If you fancy yourself a law enforcement computer forensics examiner, then you might want to sign up for this year’s Defense Department DC3 Challenge. There is no prize purse for winning, other than bragging rights and free passes to various computer security conferences, but it represents a unique public hacking challenge that has been going on for several years now. You have between now and the end of October to get your submission ready, and it will take a significant amount of effort to prepare your entry, just so you know.

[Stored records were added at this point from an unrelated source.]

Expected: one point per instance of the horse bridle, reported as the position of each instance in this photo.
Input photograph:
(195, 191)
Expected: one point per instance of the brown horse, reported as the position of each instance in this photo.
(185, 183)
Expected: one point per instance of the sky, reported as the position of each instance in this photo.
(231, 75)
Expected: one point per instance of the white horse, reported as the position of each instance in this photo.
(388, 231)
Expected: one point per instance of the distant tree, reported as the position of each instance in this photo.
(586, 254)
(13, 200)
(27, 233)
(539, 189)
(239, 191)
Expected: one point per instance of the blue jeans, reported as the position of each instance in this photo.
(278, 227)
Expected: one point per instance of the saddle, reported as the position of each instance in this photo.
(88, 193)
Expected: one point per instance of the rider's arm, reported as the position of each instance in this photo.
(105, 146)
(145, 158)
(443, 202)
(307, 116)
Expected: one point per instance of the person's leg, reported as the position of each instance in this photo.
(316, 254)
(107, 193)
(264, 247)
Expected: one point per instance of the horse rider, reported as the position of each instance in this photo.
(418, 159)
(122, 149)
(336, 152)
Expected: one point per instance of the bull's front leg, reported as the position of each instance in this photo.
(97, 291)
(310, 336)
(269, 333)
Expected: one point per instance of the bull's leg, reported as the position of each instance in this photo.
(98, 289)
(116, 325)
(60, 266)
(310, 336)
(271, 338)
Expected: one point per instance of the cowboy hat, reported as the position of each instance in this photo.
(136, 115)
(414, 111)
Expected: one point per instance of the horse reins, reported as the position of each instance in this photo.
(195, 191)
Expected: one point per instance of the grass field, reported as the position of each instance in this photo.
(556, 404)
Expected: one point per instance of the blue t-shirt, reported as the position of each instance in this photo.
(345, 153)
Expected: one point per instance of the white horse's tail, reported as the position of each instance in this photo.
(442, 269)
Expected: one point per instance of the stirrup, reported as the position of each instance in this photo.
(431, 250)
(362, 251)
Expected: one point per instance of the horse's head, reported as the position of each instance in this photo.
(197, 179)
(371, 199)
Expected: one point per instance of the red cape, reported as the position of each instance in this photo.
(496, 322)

DoD’s Cyber Crime Center (DC3, get it) usually gets several hundred teams competing from the national research labs around the country along with several university and privately-sponsored teams from around the world as well. Last year teams from more than 50 countries participated, and there are even were a couple of high school teams too. Each contest begins in late December, and there are bonus points awarded for early entries (you get an additional five percent added to your score if you file your entry before October 1, for example). The center is based outside of Washington, DC and has about 400 employees who work with a variety of military branches and other organizations to investigate various criminal activities that require digital evidence collection and understanding the sequence of events on online sites, hacking into government computing networks and other things.
The contest uses some of the same scenarios that digital forensics examiners experience in their daily jobs, such as analyzing the Windows registry, examining files to see if they have been tampered with, surveillance with Wifi hot spots, digging into encrypted hard drives and examining VMware memory dumps. As you go through each of the exercises, you are asked to show your work and develop tools that you can then use on more complex assignments. The whole challenge would make for a great college course on the subject, and indeed that is exactly what some colleges have done in their computer science departments. (Last year’s winning grad school entry came from a four-person team from the University of Texas San Antonio business college, for example.)
Last year’s grand champion was a South Korean team, and the best commercial team was a forensics consulting company based in Montana.